Certo, Gesù Cristo ha dato un potere a Pietro, ma di quale potere si tratta?
Alla triplice domanda di Gesù a Pietro sull’amore, segue il triplice invito:
pasci i miei agnelli, pasci le mie pecorelle. Non dimentichiamo mai che il vero
potere è il servizio e che anche il Papa per esercitare il potere deve entrare
sempre più in quel servizio che ha il suo vertice luminoso sulla Croce; deve guardare
al servizio umile, concreto, ricco di fede, di san Giuseppe e come lui aprire
le braccia per custodire tutto il Popolo di Dio e accogliere con affetto e
tenerezza l’intera umanità, specie i più poveri, i più deboli, i più piccoli,
quelli che Matteo descrive nel giudizio finale sulla carità: chi ha fame, sete,
chi è straniero, nudo, malato, in
carcere (cfr Mt 25,31-46).

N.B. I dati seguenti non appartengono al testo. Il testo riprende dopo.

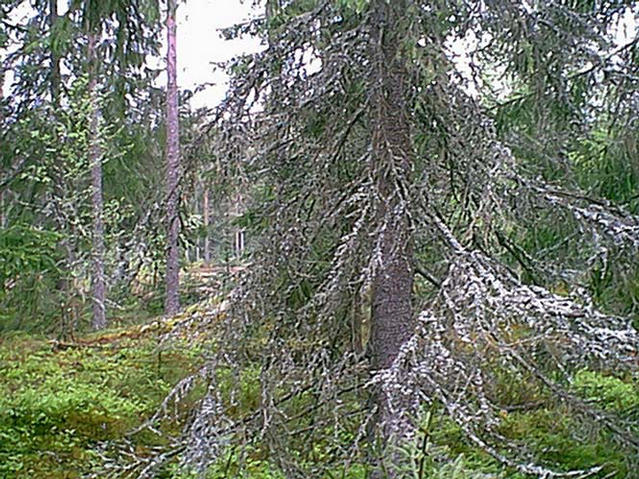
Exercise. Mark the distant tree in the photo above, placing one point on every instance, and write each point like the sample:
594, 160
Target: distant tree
172, 305
425, 202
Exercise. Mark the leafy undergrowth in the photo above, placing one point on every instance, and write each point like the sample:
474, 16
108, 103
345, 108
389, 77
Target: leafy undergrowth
60, 401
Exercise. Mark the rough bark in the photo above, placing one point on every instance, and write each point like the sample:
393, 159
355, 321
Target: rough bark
205, 211
392, 158
172, 304
55, 58
95, 160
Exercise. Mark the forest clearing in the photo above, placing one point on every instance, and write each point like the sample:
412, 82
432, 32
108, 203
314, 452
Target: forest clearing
404, 244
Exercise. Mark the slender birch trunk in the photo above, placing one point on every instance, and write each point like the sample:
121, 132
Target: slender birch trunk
55, 58
172, 304
205, 212
98, 289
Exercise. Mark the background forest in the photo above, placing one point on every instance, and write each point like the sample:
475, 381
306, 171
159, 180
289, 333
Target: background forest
405, 244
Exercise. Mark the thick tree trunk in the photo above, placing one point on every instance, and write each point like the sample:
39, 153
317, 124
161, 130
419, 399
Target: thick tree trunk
95, 160
172, 304
392, 157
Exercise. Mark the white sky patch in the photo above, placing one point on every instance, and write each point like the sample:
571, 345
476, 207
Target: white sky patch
200, 46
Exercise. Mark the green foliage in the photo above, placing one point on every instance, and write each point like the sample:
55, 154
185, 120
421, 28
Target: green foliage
55, 406
29, 260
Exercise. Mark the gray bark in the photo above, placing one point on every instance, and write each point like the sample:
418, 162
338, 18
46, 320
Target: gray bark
98, 289
392, 158
55, 58
205, 211
172, 304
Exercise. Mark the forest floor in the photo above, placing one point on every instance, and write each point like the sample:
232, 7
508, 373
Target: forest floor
61, 402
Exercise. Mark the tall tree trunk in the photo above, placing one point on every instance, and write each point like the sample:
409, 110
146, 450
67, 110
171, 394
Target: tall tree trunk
55, 58
95, 160
205, 212
392, 157
172, 304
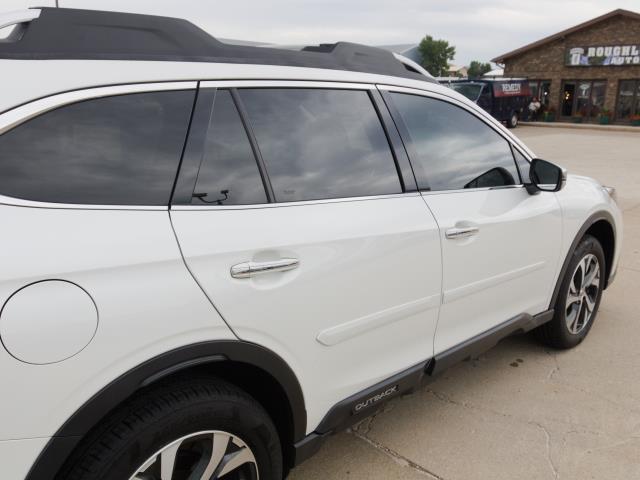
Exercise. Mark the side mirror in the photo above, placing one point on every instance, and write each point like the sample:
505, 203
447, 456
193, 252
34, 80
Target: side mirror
545, 177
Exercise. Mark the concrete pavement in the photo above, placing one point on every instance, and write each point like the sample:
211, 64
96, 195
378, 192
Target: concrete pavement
522, 411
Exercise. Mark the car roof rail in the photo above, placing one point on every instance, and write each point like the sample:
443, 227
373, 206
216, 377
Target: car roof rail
15, 19
73, 34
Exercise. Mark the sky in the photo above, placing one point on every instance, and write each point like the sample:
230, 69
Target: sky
479, 29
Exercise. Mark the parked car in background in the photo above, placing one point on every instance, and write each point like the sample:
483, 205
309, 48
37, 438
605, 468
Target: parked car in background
215, 256
506, 99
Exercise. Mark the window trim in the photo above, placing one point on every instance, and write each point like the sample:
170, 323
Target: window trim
403, 166
386, 90
23, 113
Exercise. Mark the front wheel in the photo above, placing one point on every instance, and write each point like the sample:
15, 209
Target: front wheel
579, 297
188, 430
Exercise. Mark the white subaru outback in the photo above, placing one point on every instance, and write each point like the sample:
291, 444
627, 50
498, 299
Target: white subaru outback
215, 255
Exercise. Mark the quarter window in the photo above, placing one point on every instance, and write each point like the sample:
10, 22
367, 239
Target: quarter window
321, 144
121, 150
454, 149
229, 173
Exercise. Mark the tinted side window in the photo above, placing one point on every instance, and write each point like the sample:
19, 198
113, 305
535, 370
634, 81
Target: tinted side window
229, 173
455, 149
320, 144
523, 166
122, 150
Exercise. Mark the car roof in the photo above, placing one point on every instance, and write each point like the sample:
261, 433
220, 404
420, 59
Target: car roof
66, 34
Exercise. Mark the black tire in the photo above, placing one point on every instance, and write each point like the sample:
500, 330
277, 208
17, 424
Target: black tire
556, 333
149, 422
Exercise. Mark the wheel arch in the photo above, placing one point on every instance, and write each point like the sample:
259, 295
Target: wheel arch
261, 372
602, 226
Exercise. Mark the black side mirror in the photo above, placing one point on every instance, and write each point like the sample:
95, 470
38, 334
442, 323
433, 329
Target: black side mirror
545, 177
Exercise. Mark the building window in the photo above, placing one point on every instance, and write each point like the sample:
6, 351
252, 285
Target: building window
540, 89
583, 98
628, 99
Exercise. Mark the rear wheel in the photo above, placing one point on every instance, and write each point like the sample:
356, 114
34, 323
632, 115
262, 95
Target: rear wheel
579, 297
187, 430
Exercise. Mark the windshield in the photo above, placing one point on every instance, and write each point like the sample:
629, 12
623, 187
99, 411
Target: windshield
469, 90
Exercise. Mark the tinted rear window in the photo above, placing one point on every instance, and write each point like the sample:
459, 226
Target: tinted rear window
121, 150
321, 144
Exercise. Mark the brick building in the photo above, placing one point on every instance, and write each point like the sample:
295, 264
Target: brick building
585, 70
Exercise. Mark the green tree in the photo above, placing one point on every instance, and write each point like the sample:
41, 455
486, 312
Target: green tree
436, 55
477, 69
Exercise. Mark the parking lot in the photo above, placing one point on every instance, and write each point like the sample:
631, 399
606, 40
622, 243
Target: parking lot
522, 411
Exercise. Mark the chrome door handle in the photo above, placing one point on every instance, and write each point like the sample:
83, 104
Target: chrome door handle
461, 232
249, 269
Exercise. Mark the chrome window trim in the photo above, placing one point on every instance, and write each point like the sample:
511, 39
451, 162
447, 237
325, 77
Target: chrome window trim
467, 190
19, 202
293, 204
18, 115
286, 84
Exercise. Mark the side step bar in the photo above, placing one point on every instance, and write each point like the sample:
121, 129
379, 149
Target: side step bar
365, 403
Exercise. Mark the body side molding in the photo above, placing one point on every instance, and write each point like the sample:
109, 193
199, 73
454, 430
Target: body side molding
363, 404
86, 417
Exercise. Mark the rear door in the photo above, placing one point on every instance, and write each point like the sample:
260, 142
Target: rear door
305, 229
500, 245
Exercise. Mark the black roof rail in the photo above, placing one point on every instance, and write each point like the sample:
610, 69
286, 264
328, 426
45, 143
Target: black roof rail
67, 34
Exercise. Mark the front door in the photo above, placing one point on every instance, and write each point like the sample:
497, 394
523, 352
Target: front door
500, 245
314, 251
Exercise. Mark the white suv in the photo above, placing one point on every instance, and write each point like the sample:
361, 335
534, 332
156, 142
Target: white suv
216, 255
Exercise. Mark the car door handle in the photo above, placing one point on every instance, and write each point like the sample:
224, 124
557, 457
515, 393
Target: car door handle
250, 269
461, 232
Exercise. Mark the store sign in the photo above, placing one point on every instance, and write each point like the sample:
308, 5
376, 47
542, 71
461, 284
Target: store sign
511, 89
610, 55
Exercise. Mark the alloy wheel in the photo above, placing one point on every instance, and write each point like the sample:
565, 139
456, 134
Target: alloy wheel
208, 455
583, 293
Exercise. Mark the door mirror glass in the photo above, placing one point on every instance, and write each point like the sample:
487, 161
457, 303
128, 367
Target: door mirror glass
545, 176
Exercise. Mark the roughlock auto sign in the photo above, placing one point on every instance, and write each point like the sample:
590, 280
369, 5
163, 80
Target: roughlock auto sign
603, 55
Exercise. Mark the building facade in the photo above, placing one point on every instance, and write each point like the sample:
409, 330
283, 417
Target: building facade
586, 72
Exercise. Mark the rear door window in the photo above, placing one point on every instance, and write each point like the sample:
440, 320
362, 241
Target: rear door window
121, 150
229, 173
321, 143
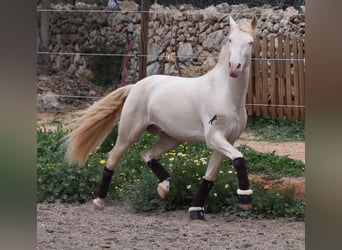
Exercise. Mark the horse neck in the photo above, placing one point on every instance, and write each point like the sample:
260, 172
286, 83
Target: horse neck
235, 89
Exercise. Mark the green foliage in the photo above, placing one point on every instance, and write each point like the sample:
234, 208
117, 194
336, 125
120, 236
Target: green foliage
106, 69
276, 129
271, 165
134, 184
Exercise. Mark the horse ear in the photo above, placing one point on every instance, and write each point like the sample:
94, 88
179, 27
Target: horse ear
254, 22
232, 23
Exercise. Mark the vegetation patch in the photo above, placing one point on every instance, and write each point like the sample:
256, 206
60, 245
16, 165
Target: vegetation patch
134, 184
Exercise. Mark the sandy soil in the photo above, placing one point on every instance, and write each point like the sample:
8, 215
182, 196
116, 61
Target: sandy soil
66, 226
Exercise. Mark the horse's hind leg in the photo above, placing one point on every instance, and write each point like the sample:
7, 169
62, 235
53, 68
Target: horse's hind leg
126, 137
150, 155
196, 210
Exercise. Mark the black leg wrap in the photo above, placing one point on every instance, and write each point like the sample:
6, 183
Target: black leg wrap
106, 178
240, 167
197, 209
158, 170
244, 199
196, 214
202, 193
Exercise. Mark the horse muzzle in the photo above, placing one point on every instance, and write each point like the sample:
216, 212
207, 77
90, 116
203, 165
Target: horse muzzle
234, 69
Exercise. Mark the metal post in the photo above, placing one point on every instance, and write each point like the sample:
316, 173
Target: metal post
143, 38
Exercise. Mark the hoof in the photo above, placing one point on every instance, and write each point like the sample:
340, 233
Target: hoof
163, 189
246, 207
245, 199
98, 204
196, 213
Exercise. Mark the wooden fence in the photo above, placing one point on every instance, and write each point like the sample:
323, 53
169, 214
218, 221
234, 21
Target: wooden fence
277, 78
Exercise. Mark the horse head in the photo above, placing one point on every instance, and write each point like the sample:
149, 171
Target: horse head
240, 44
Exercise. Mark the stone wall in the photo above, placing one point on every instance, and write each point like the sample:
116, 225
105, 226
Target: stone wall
182, 41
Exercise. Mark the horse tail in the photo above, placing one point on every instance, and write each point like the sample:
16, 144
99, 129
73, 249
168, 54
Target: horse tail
93, 125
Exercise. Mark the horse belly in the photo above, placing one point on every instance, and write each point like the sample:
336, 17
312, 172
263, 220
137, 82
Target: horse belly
177, 119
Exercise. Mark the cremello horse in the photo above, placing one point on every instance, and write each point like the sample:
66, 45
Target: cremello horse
209, 108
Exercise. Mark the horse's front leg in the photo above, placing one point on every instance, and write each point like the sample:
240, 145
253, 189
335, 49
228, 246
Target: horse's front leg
196, 210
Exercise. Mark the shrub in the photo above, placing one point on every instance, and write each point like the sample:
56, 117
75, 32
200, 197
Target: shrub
134, 184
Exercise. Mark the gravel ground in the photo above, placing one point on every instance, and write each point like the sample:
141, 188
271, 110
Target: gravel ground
65, 226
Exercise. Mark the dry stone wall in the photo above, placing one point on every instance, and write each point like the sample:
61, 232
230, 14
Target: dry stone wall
181, 40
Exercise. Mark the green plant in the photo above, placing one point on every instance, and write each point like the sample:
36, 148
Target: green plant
134, 184
276, 129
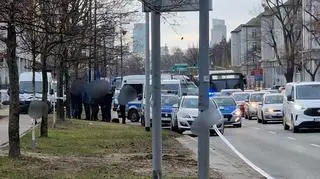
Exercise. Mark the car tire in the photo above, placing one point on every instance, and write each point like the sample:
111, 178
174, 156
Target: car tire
294, 129
262, 120
142, 121
285, 126
133, 115
238, 125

Solo chi
serve con amore sa custodire!
Nella
seconda Lettura, san Paolo parla di Abramo, il quale «credette, saldo nella
speranza contro ogni speranza» (Rm
4,18). Saldo nella speranza, contro ogni speranza! Anche oggi davanti a tanti tratti
di cielo grigio, abbiamo bisogno di vedere la luce della speranza e di dare noi
stessi la speranza. Custodire il
creato, ogni uomo ed ogni donna, con uno sguardo di tenerezza e amore, è aprire
l’orizzonte della speranza, è aprire uno squarcio di luce in mezzo a tante
nubi, è portare il calore della speranza! E per il credente, per noi cristiani,
come Abramo, come san Giuseppe, la speranza che portiamo ha l’orizzonte di Dio
che ci è stato aperto in Cristo, è fondata sulla roccia che è Dio.
Custodire
Gesù con Maria, custodire l’intera creazione, custodire ogni persona, specie la
più povera, custodire noi stessi: ecco un servizio che il Vescovo di Roma è
chiamato a compiere, ma a cui tutti siamo chiamati per far risplendere la
stella della speranza: Custodiamo con amore ciò che Dio ci ha donato!
Chiedo
l’intercessione della Vergine Maria, di san Giuseppe, dei santi Pietro e Paolo,
di san Francesco, affinché lo Spirito Santo accompagni il mio ministero, e a
voi tutti dico: pregate per me! Amen.